Baden-Württemberg can expect significantly higher tax revenue than expected despite the weak economy. According to the current tax estimate, the country will have additional revenue of a good 1.5 billion euros this year and next year compared to what was planned when the budget was drawn up. This was announced by the Ministry of Finance.
“In view of the economic stagnation, the positive development of tax revenues comes as something of a surprise,” emphasizes Finance Minister Danyal Bayaz (Greens). The planned reduction in VAT in the catering industry and the tax losses due to the increased commuter allowance have already been included in the calculation.

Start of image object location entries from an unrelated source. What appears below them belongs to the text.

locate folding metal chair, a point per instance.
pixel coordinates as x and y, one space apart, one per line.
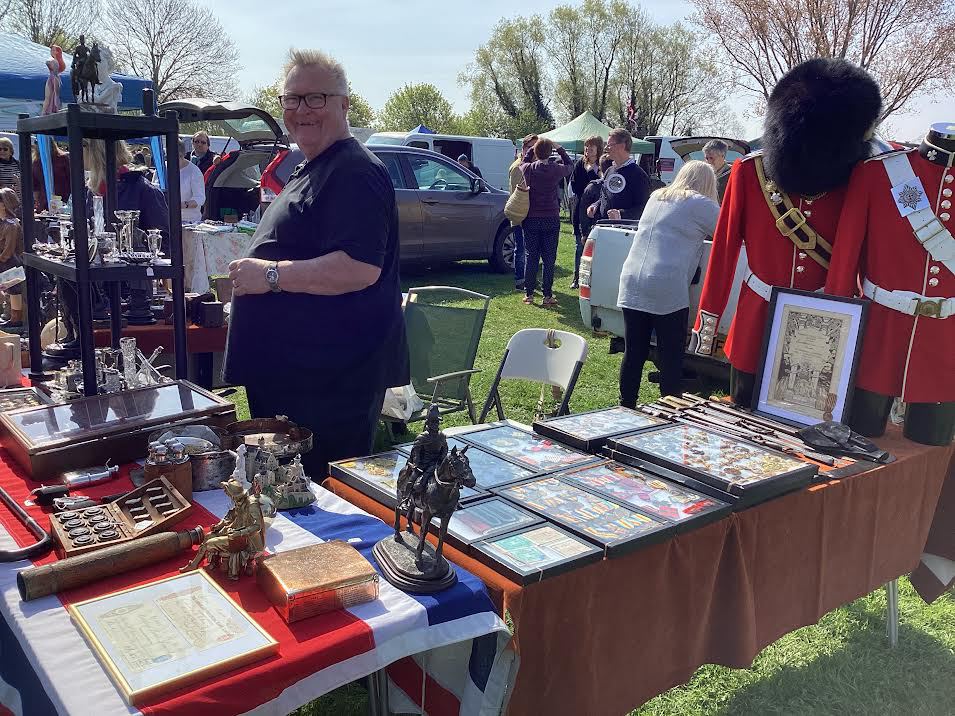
530 356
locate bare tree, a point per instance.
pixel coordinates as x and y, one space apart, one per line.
177 44
907 45
48 22
672 87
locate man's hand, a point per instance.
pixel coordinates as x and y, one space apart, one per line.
248 276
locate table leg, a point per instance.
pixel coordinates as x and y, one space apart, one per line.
378 694
892 612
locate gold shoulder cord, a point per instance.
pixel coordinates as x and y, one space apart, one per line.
791 222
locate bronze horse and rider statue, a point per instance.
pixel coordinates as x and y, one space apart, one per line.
84 72
429 485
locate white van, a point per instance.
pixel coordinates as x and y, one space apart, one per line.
492 156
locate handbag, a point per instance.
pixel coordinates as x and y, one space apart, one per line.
518 203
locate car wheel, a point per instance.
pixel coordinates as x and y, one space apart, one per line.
502 260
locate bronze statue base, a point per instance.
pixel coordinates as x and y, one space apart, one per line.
400 567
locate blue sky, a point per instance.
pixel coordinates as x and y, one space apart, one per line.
385 44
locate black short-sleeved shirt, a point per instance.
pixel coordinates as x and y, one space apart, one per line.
342 200
626 188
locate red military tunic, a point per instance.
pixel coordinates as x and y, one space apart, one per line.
902 355
745 219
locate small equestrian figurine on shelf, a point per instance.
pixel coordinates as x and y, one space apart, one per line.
237 542
428 451
429 486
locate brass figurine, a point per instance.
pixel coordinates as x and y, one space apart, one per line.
236 544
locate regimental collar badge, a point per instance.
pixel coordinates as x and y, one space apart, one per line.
774 195
910 196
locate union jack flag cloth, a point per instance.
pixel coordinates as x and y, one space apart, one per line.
445 653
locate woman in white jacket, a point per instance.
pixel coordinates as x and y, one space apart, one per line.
655 279
192 188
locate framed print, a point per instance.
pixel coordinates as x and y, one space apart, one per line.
648 492
487 518
810 352
615 527
536 453
376 476
489 470
164 635
535 553
589 431
729 464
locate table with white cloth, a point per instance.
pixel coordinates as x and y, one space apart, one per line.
444 653
207 254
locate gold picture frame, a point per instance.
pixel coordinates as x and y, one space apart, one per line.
148 648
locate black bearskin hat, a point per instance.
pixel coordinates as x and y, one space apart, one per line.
817 120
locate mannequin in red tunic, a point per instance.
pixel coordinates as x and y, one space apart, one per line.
908 347
819 117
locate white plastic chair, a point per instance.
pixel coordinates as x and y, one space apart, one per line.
528 356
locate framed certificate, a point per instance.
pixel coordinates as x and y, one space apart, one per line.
810 352
161 636
589 431
535 553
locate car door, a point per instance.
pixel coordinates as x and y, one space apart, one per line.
455 220
409 208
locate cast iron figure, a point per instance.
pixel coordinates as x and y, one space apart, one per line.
237 541
440 499
429 485
429 450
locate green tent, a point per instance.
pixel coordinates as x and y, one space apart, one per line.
573 135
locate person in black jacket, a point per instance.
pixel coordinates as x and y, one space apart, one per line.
591 195
626 186
585 171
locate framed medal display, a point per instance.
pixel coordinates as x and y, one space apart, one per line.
614 527
534 452
649 493
486 518
730 465
589 431
811 348
535 553
489 470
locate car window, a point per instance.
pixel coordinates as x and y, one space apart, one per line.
731 156
438 176
394 169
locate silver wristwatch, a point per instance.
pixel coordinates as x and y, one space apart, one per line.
272 277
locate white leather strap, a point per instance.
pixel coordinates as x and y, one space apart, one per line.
928 230
759 287
909 302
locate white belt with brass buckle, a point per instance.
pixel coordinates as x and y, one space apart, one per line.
909 302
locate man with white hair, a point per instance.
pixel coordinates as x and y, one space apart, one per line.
714 154
316 331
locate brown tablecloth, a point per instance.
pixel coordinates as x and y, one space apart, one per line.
608 637
935 574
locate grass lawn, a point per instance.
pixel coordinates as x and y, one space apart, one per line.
842 665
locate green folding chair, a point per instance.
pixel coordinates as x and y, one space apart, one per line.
444 326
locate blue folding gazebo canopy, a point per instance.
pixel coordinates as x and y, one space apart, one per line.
23 74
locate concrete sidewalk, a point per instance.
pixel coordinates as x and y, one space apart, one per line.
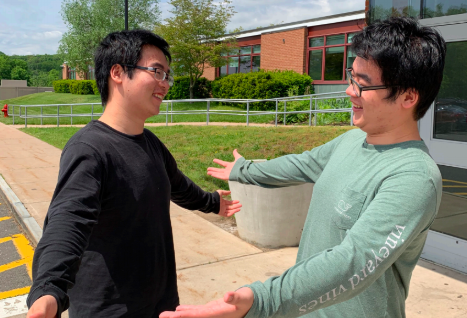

There was bad news for the municipalities: Due to a sometimes significant drop in trade tax, according to the latest estimate, they will receive 1.16 billion euros less this year and next than previously expected. The minus is therefore 526 million euros this year and 630 million euros next year.

Finance Minister Bayaz also warns against euphoria. The estimate is by no means a trend reversal. “One swallow doesn’t make a summer. The economic situation remains extremely tense.” The chip crisis in the automotive industry alone clearly shows how fragile the supply chains still are, says Bayaz. “This can also have an impact on tax revenue at any time.” In addition, there is a gap of around five billion euros annually in the so-called medium-term financial planning from 2027. “We have to close them first before we talk about additional spending.” The state government’s current double budget for 2025 and 2026 has a total volume of around 136 billion euros. 1.5 billion euros more corresponds to just under one percent.

According to the ministry, the state urgently needs the additional revenue in order to meet its financial commitments to the municipalities: the state had promised them additional support of 550 million euros. In addition, the municipalities should receive additional funds for inclusion in schools (87.2 million euros) and school support at special education and advice centers (47 million euros).

The country also wants to keep saving money – as a “provision for future shortfalls in tax revenue”. And since the economic forecast is improving, for legal reasons the country is now allowed to incur less debt than planned in the budget – specifically, 288 million euros less. “This too has to be paid for through the tax increase,” says the Ministry of Finance.

The basis of the tax estimate is the federal government’s current economic forecast. This assumes economic growth of 0.2 percent this year and 1.3 percent in 2026. The federal government expects that the German economy will pick up again after years of slack and that its support measures will be effective – such as more generous depreciation rules for companies that invest in Germany. The planned investments from the debt-financed special fund worth billions are also intended to stimulate the economy. A better economy means higher tax revenue.